The Network is Reliable – Bailis and Kingsbury 2014
This must be the easiest paper summary to write of the series so far. The network is reliable? Oh no it isn’t…
OK, here’s a little more detail :)
Network reliability matters because it prevents us from having reliable communication, and that in turn makes building distributed systems really hard. (Fallacy #1 in Peter Deutsch’s ‘Eight fallacies of distributed computing‘ is ‘The network is reliable’).
In fact, if we look at this list for a moment we can see that the top three fallacies all correspond to interesting failure modes in networks as well as being something you have to take into account in the happy paths. Sudden large latency spikes for example can be very disruptive to fault detectors, and noisy network neighbours might consume lots of your bandwidth.
- The network is reliable.
- Latency is zero.
- Bandwidth is infinite.
- The network is secure.
- Topology doesn’t change.
- There is one administrator.
- Transport cost is zero.
- The network is homogeneous.
No. 5 is also something we’ve had to learn to accommodate to a whole new degree with cloud deployments. Topology changing all the time is the norm.
If we can assume that ‘the network is reliable enough,’ then it might make sense as an engineering trade-off to become unavailable in the event of a partition. I’ve heard the argument made that ‘partitions only happen in the cloud,’ we never really see them in practice in our own data centers. Conscious trade-off or not, the work of one of the authors of this paper, Kyle Kingsbury, on the wonderful Jepsen Reports shows that many real-world systems struggle with partitions.
The degree of reliability in deployment environments is critical in robust systems design and directly determines the kinds of operations that systems can reliably perform without waiting. Unfortunately, the degree to which networks are actually reliable in the real world is the subject of considerable and evolving debate. Some people have claimed that networks are reliable (or that partitions are rare enough in practice) and that we are too concerned with designing for theoretical failure modes. Conversely, others attest that partitions do occur in their deployments…
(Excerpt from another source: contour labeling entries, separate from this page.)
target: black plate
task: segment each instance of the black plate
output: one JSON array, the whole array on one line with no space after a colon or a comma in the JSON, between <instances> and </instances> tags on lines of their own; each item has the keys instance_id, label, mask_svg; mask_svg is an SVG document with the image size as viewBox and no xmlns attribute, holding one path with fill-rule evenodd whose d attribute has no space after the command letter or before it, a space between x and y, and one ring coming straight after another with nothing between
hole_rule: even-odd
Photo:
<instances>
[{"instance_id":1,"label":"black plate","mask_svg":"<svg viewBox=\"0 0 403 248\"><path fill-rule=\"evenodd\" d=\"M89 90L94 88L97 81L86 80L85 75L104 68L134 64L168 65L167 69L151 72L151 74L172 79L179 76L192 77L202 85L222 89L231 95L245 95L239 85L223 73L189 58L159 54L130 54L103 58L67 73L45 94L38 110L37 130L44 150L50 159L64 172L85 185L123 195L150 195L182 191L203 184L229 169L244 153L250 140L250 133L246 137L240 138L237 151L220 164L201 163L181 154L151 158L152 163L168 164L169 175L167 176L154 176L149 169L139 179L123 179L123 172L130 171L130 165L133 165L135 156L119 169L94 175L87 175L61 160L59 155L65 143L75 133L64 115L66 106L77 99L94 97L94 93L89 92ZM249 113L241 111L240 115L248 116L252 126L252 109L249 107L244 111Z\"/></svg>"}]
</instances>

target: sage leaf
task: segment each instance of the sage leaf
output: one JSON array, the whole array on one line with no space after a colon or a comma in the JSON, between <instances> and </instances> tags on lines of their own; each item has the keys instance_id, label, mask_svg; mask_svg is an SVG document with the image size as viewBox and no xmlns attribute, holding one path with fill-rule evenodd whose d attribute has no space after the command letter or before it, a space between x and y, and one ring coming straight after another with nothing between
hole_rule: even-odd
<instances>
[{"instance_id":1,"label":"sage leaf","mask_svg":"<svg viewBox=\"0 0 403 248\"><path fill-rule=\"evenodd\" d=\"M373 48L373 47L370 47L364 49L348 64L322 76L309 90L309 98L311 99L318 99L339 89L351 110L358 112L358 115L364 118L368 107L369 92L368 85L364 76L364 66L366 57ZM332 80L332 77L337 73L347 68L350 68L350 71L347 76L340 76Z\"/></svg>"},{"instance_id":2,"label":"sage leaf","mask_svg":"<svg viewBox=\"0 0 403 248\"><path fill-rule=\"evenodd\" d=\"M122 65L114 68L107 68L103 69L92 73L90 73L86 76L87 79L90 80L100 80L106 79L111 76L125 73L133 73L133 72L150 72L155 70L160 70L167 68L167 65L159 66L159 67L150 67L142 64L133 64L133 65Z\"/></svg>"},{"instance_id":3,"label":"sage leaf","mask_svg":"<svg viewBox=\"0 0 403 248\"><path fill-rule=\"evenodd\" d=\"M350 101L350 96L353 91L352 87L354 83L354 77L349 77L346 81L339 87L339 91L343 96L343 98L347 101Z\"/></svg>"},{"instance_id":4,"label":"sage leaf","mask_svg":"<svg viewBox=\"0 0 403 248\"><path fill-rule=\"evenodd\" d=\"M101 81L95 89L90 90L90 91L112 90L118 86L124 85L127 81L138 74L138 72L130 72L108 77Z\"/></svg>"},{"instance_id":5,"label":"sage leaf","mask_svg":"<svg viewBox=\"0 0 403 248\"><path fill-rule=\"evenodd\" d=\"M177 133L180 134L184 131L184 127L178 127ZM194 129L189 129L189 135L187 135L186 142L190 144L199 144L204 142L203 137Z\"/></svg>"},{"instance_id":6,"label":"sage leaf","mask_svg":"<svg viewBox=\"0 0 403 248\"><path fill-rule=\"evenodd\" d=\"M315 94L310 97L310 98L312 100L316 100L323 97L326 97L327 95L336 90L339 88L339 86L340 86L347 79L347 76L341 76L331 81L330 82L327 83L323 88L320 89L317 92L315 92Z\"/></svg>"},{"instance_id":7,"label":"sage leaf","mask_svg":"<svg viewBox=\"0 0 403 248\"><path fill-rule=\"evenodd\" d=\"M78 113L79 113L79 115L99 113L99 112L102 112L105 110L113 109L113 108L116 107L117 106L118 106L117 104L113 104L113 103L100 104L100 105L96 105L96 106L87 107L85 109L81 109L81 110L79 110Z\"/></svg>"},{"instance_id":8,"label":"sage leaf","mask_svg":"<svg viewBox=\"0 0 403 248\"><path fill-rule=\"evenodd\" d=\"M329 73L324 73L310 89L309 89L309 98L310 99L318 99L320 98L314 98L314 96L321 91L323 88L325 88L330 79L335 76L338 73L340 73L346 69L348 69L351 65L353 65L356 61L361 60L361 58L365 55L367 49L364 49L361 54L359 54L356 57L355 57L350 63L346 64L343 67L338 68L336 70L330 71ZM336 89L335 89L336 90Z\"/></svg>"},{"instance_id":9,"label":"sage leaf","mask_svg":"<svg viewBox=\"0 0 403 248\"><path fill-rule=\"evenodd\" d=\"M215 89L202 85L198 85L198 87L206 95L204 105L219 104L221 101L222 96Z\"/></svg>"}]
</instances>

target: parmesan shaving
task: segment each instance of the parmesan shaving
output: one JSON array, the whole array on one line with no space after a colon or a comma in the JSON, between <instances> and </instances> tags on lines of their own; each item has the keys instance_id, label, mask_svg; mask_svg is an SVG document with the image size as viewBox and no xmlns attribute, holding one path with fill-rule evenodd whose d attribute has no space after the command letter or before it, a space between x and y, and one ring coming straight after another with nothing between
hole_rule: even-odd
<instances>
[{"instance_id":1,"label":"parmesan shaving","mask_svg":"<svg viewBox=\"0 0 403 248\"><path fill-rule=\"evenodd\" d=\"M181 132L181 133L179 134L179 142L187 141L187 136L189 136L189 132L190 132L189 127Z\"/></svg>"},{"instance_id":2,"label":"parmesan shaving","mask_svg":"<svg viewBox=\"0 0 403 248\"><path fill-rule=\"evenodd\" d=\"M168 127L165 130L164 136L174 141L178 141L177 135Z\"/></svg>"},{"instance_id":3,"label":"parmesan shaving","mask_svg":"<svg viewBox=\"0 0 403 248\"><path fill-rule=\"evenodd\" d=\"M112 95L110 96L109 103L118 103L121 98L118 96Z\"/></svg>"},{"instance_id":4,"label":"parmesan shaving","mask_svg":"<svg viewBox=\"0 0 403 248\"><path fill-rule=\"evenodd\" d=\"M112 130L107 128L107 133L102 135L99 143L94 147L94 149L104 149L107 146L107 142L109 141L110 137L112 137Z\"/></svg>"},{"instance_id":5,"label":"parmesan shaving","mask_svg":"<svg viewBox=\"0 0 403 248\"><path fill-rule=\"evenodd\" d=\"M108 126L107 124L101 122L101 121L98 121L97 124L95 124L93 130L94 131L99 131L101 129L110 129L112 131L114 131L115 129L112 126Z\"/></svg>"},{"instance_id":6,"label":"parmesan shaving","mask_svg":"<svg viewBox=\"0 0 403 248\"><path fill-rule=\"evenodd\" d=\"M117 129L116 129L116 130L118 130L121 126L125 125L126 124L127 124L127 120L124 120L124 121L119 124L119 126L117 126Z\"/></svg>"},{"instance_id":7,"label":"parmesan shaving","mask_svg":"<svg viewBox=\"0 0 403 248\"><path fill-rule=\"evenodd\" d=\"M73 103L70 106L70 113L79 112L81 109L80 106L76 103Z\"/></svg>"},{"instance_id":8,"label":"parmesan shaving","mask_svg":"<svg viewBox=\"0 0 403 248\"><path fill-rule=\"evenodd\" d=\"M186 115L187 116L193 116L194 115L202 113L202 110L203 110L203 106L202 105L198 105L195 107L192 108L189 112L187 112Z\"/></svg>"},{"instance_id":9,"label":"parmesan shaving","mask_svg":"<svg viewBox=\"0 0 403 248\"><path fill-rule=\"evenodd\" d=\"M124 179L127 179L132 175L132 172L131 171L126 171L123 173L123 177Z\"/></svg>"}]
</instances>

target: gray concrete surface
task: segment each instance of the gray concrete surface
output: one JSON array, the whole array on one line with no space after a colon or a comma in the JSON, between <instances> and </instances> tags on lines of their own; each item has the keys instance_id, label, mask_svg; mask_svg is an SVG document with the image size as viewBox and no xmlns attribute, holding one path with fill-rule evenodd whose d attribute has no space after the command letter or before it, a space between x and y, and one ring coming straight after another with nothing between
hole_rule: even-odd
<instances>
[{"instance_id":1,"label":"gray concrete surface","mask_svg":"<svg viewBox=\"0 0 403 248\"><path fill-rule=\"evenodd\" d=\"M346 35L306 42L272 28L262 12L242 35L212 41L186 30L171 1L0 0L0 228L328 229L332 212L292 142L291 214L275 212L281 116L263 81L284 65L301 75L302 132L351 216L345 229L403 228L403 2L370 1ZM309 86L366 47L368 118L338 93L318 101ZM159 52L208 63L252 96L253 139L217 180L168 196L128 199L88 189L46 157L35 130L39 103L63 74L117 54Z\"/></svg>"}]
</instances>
We have some pretty good statistics on disk, host, and rack failure rates, but not so much on network failures. Yet network failures can be much more disruptive than a disk failure for example.
As a result, much of what we believe about the failure modes of real-world distributed systems is founded on guesswork and rumor. Sysadmins and developers will swap stories over beer, but detailed, public postmortems and comprehensive surveys of network availability are few and far between. In this article, we’d like to informally bring a few of these stories (which, in most cases, are unabashedly anecdotal) together…
There follows a long collection of stories of every kind of network failure you can imagine. It’s the cumulative effect that gets you as you read through – start off on page 2 thinking ‘yeah ok, isolated scenario(s)’, but the stories keep coming and coming and coming. By the time you get to page 12, you’ve probably come to the conclusion that Murphy must have been working as a network engineer at the time he formulated his famous law!
Split-brains, partitions, device failures, link failures, high rates of packet loss, maintenance and admin issues, and more are all in here – resulting in comedies of errors in the systems built on top of them that would be fit for a christmas pantomine if the consequences weren’t so severe!
This reads like a skit from a comedy show:
This 90-second network partition caused file servers using Pacemaker and DRBD (Distributed Replicated Block Device) for HA (high availability) failover to declare each other dead, and to issue STONITH (shoot the other node in the head) messages to one another. The network partition delayed delivery of those messages, causing some file-server pairs to believe they were both active. When the network recovered, both nodes shot each other at the same time. With both nodes dead, files belonging to the pair were unavailable.
You really do need to read through the paper to get the overall impression, a summary cannot do it justice.
As a consequence of all this:
Split-brain is not an academic concern: it happens to all kinds of systems—sometimes for days on end. Partitions deserve serious consideration… It’s important to consider this risk before a partition occurs, because it’s much easier to make decisions about partition behavior on a whiteboard than to redesign, reengineer, and upgrade a complex system in a production environment—especially when it’s throwing errors at your users. For some applications, failure is an option—but you should characterize and explicitly account for it as a part of your design. Finally, given the additional latency and coordination benefits of partition-aware designs, you might just find that accounting for these partitions delivers benefits in the average case as well.
The authors also acknowledge that there might be reliable networks out there:
On the other hand, some networks really are reliable. Engineers at major financial firms have anecdotally reported that despite putting serious effort into designing systems that gracefully tolerate partitions, their networks rarely, if ever, exhibit partition behavior. Cautious engineering and aggressive network advances (along with lots of money) can prevent outages. Moreover, in this article, we have presented failure scenarios; we acknowledge it’s much harder to demonstrate that network failures have not occurred.
But if I was thinking about future architectures and cloud deployments, I wouldn’t want to rely on it ;).